(Above: starting positions - Parliament on right and Royalists on left)
At first I was planning on running Edgehill, since that's a sort of simple "both sides lined up opposite each other and have at it" kind of battle. But upon closer examination of the armies at Edgehill, I felt our collections didn't match that battle very well. I went browsed around for another and settled on First Newbury in 1643, which not only fit our collections better but also had an interesting but easy-to-replicate map.
(Above: the ten starting players - an eleventh showed up a shortly after things were under way)
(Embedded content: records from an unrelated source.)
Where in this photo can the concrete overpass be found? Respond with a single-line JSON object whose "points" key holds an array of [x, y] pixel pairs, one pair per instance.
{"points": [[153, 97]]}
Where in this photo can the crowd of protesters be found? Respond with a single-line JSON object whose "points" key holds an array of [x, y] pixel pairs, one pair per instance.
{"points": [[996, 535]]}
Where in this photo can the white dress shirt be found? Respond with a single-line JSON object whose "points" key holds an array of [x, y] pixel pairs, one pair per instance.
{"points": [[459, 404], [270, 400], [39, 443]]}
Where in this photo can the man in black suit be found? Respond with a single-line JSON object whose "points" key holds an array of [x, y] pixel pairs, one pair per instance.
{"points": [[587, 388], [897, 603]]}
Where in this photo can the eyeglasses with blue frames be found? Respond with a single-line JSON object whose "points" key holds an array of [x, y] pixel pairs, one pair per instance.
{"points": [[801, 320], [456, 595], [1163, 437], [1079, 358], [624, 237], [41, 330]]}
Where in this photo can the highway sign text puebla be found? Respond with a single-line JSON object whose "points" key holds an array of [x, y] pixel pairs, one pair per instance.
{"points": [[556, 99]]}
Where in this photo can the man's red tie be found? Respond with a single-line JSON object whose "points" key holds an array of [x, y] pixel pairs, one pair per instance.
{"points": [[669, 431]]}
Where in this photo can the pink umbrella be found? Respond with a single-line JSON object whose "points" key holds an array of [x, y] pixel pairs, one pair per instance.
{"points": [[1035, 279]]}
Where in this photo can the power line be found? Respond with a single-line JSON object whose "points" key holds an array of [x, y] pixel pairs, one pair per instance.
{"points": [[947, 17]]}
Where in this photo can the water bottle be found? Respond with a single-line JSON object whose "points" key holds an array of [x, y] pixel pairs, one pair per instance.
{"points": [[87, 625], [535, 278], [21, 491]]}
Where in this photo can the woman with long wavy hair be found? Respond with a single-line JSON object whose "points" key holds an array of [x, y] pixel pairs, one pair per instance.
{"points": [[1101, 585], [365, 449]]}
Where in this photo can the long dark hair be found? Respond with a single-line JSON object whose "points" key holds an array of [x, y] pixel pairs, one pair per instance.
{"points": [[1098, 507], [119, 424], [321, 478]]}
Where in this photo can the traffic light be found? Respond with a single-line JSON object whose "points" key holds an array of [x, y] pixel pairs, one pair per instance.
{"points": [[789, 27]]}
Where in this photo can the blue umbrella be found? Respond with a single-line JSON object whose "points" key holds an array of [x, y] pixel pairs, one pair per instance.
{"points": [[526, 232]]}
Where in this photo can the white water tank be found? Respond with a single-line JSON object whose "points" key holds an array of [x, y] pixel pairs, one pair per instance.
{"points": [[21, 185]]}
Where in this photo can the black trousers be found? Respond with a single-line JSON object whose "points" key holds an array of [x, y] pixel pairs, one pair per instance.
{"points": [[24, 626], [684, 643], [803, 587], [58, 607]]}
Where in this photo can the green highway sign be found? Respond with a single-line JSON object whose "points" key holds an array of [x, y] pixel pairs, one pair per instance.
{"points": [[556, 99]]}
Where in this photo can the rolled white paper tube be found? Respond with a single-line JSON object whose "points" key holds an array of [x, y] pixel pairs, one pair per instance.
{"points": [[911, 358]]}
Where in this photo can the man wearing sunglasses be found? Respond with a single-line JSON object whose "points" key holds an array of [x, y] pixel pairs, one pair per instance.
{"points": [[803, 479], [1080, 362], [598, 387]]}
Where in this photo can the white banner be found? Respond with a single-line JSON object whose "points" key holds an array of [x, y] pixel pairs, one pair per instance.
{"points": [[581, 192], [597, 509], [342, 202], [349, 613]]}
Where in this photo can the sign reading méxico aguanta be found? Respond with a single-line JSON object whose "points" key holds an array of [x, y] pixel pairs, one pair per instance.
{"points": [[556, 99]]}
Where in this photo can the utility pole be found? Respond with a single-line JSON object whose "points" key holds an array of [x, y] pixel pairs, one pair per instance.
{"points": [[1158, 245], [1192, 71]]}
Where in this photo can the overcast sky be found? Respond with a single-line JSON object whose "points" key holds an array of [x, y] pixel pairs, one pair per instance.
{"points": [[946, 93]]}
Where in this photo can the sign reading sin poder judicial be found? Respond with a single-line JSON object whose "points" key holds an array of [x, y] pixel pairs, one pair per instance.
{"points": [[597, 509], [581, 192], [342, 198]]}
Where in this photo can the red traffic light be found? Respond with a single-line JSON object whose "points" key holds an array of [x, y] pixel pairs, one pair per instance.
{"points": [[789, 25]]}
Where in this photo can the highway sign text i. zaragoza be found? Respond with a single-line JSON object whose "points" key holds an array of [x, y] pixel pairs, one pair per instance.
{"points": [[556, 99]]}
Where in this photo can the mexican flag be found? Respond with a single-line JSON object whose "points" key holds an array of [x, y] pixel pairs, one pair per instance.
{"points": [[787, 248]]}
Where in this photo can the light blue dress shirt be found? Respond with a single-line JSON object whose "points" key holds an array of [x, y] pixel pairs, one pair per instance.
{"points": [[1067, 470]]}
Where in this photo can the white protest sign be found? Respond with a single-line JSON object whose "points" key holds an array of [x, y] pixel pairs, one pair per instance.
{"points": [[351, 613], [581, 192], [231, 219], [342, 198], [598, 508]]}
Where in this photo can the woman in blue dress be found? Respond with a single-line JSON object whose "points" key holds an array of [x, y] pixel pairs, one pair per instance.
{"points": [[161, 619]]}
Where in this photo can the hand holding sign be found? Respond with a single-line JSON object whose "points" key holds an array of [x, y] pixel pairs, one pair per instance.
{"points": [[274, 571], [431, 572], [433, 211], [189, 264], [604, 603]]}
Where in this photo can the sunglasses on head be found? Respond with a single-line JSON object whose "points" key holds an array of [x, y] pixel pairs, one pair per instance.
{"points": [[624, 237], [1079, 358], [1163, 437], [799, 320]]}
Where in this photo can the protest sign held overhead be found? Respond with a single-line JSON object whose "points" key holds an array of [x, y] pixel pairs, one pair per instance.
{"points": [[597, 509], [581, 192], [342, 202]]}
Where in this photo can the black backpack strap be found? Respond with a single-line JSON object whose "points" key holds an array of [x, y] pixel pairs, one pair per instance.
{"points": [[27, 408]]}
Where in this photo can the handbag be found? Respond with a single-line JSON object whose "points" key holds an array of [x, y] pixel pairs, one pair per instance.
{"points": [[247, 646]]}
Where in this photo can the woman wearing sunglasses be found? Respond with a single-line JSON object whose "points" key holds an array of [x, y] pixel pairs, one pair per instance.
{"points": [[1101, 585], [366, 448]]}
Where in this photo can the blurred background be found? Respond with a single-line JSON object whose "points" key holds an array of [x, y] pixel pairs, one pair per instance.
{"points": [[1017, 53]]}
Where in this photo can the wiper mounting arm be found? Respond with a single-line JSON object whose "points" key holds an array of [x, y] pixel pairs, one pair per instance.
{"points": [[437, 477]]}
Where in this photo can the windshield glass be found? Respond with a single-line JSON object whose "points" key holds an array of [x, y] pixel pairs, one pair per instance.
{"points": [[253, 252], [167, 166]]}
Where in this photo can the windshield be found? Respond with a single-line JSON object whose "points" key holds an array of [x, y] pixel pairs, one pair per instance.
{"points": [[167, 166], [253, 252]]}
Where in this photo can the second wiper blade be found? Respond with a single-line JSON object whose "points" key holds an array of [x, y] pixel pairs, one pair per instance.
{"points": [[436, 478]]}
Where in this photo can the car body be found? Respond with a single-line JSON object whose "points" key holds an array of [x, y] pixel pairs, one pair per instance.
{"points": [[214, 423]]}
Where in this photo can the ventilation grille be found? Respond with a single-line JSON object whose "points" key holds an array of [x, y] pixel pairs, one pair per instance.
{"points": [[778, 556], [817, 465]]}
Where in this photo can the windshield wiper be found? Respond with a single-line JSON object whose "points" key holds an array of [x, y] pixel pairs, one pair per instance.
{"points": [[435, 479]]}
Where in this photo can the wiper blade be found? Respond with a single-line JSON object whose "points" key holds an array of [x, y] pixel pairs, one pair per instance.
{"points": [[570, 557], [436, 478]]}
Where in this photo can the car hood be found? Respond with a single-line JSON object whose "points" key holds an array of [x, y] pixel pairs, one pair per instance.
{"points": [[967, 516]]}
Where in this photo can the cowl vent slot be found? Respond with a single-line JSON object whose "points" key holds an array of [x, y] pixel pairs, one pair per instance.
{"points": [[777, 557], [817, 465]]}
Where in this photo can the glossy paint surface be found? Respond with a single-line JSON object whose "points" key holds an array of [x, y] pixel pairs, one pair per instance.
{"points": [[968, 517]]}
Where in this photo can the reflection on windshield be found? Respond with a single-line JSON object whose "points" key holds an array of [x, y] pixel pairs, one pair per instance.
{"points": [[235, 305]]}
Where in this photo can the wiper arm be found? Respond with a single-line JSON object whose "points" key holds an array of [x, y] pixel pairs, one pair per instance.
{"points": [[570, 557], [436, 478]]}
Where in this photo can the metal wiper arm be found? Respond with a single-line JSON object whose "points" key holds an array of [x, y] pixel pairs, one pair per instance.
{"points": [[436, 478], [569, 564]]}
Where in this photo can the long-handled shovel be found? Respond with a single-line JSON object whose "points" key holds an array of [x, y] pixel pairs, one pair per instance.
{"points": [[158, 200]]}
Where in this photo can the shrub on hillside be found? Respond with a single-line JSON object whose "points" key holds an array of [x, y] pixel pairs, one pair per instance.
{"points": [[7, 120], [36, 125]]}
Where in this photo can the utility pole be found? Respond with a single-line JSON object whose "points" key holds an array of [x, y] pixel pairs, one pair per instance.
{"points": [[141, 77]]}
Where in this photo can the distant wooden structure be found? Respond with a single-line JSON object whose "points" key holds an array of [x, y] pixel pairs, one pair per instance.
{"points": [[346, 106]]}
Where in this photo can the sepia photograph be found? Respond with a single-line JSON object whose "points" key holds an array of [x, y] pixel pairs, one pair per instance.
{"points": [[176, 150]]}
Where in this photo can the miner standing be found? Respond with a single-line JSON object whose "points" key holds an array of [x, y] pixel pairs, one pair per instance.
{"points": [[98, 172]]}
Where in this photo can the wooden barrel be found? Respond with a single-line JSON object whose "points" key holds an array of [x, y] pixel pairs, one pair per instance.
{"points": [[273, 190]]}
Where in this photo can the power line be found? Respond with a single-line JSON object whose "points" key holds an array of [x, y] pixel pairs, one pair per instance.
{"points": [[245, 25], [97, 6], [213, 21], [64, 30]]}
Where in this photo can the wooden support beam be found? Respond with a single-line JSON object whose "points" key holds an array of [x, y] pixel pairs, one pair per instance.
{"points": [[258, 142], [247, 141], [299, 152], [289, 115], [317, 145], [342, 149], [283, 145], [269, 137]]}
Although eleven (!) players showed up almost all of them had previously played in one of my Pikeman's Lament/Lion Rampant games so everyone just dove in and there was very little for me to do other than enjoy watching. The Parliamentarian right players concocted a plan to deal with the Royalist charge of gallopers led by Prince Rupert, and they destroyed the entire Royalist left while keeping quite a bit of their own horse and foot intact.
(Above: at the bottom center the Royalist cavalry can be seen charging forward)
However, the Royalists had gathered a "grand battery" of cannon in the center-left which whittled down the Parliament center the entire game. And finally, on the Parliament extreme left, an officer (probably Fontesque) was subject to a "lucky blow" in combat and killed in battle, causing that entire flank to fall back.
(Above: Royalist cavalry - Alyssa's figs)
The game victory condition was the usual simple "first side to lose half their units loses" and the Royalists squeaked it out even though their overall situation was pretty dicey given the annihilation of their left and a rather thin center line.
(Above: view from other side of table, where the infantry fight is going on)
The Portland wargaming community that has developed nicely in the last few years and is really quite delightful. When I run Pikeman's Lament multiplayer games I like to designate one player on each side as "commander in chief" – a fancy title for the simple job of being the player who declares that their side's turn in over and that the other side may proceed. Since this was First Newbury the Royalist CinC was King Charles (Andrew) and Parliament's was Jeff (Earl of Essex). As is somewhat evitable I suppose, the concept of "the King" being at the table led to a lot of banter and trash talking which at one point carried one long enough that the players forgot whose turn it was!